The critical radar antenna on the Jupiter-bound spacecraft is no longer obstructed
Cape Canaveral, Florida. The critical radar antenna on the Jupiter-bound Europa spacecraft is no longer jammed.
Air traffic controllers in Germany released the 52-foot (16-meter) antenna on Friday after nearly a month of trying.
The European Space Agency’s Jupiter IC Moons Explorer satellite, nicknamed Juicy, blasted off in April on a decade-long journey. Shortly after launch, a small pin refused to budge, preventing the antenna from opening fully.
The controllers tried to shake the spacecraft to warm it up. Wiggling backwards finally did the trick.
It is suspected that the radar antenna harbors underground oceans and the possibility of life under the icy crusts of three of Jupiter’s moons. Those moons are Callisto, Europa, and Ganymede, the largest moon in the solar system.
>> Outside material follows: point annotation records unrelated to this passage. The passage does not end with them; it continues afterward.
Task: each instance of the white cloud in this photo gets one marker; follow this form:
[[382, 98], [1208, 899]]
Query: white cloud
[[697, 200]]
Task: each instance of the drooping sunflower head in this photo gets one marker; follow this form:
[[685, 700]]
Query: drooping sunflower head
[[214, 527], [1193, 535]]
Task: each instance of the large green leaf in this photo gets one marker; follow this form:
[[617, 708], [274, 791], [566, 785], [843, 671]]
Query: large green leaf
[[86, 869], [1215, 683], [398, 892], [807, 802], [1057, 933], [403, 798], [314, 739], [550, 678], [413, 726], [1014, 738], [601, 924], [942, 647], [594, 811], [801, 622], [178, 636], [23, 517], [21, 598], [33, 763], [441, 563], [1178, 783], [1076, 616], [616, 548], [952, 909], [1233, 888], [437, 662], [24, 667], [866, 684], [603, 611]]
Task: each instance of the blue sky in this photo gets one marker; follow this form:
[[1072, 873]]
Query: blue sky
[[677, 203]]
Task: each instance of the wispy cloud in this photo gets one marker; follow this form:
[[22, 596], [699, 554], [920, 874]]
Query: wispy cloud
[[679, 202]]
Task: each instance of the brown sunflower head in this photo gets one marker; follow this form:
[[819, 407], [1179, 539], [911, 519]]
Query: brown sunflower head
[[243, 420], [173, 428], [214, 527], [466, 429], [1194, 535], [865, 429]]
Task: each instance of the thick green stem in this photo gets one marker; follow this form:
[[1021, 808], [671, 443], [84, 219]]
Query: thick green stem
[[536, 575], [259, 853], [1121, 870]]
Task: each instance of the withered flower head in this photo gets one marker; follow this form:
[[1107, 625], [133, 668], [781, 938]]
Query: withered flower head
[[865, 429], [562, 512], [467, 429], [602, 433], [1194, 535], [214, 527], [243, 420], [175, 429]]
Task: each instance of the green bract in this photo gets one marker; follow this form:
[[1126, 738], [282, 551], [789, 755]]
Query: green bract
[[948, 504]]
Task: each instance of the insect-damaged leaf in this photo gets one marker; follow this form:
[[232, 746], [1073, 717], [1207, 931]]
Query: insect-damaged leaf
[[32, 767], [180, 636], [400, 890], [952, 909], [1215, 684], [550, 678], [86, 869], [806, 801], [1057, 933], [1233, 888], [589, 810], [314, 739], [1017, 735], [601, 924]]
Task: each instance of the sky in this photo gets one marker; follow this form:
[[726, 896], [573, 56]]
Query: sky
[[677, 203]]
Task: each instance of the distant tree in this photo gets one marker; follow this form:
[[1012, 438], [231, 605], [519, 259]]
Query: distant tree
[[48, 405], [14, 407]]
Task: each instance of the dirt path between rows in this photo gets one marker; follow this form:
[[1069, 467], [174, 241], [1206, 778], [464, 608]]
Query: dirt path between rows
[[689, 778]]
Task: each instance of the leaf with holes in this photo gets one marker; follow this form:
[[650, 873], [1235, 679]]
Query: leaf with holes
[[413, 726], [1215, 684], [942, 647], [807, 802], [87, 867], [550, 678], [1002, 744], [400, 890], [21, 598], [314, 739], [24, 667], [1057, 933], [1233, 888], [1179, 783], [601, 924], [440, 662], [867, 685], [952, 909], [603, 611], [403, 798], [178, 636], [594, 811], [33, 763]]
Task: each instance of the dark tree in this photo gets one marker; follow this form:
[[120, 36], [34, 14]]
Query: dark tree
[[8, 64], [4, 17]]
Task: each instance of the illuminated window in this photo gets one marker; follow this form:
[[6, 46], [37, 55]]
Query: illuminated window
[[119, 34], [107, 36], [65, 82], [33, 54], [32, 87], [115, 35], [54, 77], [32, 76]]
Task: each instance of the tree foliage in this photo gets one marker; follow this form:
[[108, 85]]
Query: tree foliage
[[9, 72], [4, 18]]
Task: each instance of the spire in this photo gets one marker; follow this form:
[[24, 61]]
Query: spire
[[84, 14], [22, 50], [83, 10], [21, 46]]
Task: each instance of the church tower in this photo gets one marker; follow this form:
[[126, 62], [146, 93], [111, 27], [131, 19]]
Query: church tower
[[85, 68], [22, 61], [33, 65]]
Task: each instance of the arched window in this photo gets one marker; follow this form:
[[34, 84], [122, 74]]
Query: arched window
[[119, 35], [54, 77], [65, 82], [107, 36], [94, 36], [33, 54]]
The juice will try to spin around Ganymede. No spacecraft other than the Moon has ever orbited the Moon.
The news is not good for NASA’s Lunar Flashlight spacecraft. After months of failed attempts to get a CubeSat into lunar orbit, the space agency departed Friday.
The Lunar Flashlight was launched in December and is supposed to hunt ice in the dark craters of the Moon’s south pole. Now it is heading back toward Earth and then into deep space, continuing to orbit the sun.